Education And Debate

Gender and academic medicine: impacts on the health workforce

BMJ 2004; 329 doi: https://doi.org/10.1136/bmj.329.7469.792 (Published 30 September 2004) Cite this as: BMJ 2004;329:792
  1. Laura Reichenbach, research scientist (laura{at}hsph.harvard.edu)1,
  2. Hilary Brown, programme coordinator2
  1. 1 Harvard Centre for Population and Development Studies, Cambridge, MA 02138, USA
  2. 2 Rockefeller Foundation, New York, NY 10018, USA
  1. Correspondence to: L Reichenbach

    Recent discussions about the “feminisation of medicine” raise critical questions for how academic medicine deals with gender issues. Addressing the gender dimensions of enrolment, curriculum, and promotion practices in academic medicine may be a good starting point

    Introduction

    To be effective, the campaign to revitalise academic medicine must address the gender dimensions of how doctors are selected, trained, and promoted. Existing research on gender and academic medicine has primarily examined the role of female physicians, the “feminisation of medicine,”1 2 3 and the needs of female patients.4 Although these are important, they do not represent the spectrum of gender dimensions affecting academic medicine and the range of challenges facing decision makers. Furthermore, issues of gender and academic medicine also concern developing countries around the world.

    Academic medicine has the opportunity to improve the quantity and quality of the health workforce as a means of strengthening the broader health system.

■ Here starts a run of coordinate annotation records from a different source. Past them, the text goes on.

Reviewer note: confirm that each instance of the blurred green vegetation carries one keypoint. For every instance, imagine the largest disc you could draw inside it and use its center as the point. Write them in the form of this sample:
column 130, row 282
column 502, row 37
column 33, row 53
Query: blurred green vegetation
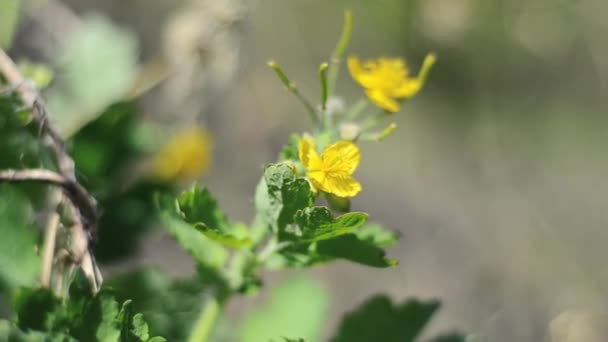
column 495, row 176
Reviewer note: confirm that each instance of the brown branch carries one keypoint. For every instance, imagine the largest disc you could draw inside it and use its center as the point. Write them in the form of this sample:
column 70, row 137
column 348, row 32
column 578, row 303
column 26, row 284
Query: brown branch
column 32, row 175
column 86, row 204
column 81, row 204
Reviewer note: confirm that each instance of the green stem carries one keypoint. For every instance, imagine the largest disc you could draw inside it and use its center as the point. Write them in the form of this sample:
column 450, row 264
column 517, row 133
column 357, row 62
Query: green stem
column 206, row 321
column 338, row 54
column 357, row 109
column 373, row 120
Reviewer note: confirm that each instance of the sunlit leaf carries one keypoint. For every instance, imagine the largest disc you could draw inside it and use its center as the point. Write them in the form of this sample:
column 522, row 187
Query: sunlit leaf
column 318, row 223
column 297, row 307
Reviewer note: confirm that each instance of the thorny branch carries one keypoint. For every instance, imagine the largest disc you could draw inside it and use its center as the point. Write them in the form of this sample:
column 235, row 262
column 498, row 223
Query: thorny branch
column 82, row 206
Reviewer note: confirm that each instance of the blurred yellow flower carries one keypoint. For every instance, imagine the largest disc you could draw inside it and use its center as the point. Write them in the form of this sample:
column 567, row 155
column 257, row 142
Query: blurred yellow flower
column 332, row 171
column 185, row 157
column 387, row 80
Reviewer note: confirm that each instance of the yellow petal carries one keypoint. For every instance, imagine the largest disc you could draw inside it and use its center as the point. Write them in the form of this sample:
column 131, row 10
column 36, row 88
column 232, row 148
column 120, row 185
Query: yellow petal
column 342, row 157
column 186, row 156
column 308, row 154
column 382, row 100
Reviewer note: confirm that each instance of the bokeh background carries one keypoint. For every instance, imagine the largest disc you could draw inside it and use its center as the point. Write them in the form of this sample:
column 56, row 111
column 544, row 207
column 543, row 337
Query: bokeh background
column 495, row 176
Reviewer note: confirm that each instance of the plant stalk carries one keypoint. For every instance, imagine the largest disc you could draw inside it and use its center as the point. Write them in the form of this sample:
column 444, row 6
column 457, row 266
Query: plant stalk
column 203, row 327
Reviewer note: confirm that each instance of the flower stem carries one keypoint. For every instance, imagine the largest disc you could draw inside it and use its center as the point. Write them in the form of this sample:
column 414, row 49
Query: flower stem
column 357, row 109
column 206, row 321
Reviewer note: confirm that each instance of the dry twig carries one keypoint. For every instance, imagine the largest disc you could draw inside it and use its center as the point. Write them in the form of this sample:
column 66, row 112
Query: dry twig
column 81, row 205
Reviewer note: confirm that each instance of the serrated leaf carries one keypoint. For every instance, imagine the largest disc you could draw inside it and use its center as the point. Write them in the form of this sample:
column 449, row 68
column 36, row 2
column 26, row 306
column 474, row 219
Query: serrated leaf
column 228, row 240
column 296, row 307
column 33, row 307
column 351, row 248
column 451, row 337
column 169, row 306
column 318, row 223
column 200, row 210
column 140, row 328
column 19, row 240
column 157, row 339
column 197, row 245
column 98, row 63
column 377, row 235
column 336, row 203
column 199, row 206
column 110, row 327
column 11, row 333
column 9, row 17
column 290, row 151
column 378, row 319
column 279, row 195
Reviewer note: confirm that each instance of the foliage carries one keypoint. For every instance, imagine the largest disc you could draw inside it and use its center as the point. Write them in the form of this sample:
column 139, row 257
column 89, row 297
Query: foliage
column 132, row 177
column 41, row 316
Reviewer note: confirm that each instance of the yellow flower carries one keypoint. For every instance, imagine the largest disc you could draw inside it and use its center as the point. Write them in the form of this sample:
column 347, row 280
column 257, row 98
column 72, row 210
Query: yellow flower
column 185, row 157
column 387, row 80
column 332, row 171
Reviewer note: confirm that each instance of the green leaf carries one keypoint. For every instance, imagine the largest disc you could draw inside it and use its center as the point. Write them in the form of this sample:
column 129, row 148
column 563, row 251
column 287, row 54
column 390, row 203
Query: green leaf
column 19, row 240
column 169, row 306
column 10, row 332
column 33, row 306
column 203, row 250
column 336, row 203
column 83, row 316
column 40, row 74
column 290, row 151
column 280, row 195
column 351, row 248
column 451, row 337
column 98, row 63
column 297, row 307
column 198, row 205
column 377, row 235
column 9, row 17
column 157, row 339
column 318, row 223
column 378, row 319
column 140, row 328
column 200, row 209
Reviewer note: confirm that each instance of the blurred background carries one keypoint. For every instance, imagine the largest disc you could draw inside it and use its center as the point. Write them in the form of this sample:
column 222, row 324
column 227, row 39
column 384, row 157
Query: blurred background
column 495, row 176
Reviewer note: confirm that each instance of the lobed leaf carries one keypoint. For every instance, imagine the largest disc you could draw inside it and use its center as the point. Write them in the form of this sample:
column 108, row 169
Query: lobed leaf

To support this approach, the field must recognise that healthcare providers are not a homogeneous group but individuals facing choices throughout their careers that influence their selection of specialty and where and how they provide health care. Gender plays an important role in this decision process. The concept of gender is rooted in societal beliefs about the appropriate roles and activities of men and women and in the behaviours and status that result from those beliefs.5 We believe that the goal is not just ensuring equal numbers of men and women (gender equality) but also guaranteeing fairness and justice in the professional opportunity structure (gender equity).

    Academic medicine must address the gender dimensions of enrolment, curriculum, and promotion to have a positive impact on human resources for health around the world. “Human resources for health” refers to the range of personnel that deliver the public health, clinical, and environmental services that make up the health system.6 Academic medicine plays a critical role in human resources for health by training students to become accredited practitioners. Thus, fundamentally, academic medicine contributes to the public health system by creating the “stock” of individuals who subsequently form a large part of the health labour market. While in many parts of the world, health care is provided within the informal sector, this article focuses on physicians trained within the academic medical system.

    Incorporating gender dimensions into enrolment, curriculum, and promotion practices will illuminate new mechanisms for how academic medicine can improve the number, distribution, and skill mix of the health workforce. This is especially important in the context of increasing pressure to achieve the World Health Organization's millennium development goals, to scale up vertical public health programmes, and to address the increasing “brain drain” of doctors and nurses who migrate from developing to developed countries, from rural to urban areas, and from the public to the private sector.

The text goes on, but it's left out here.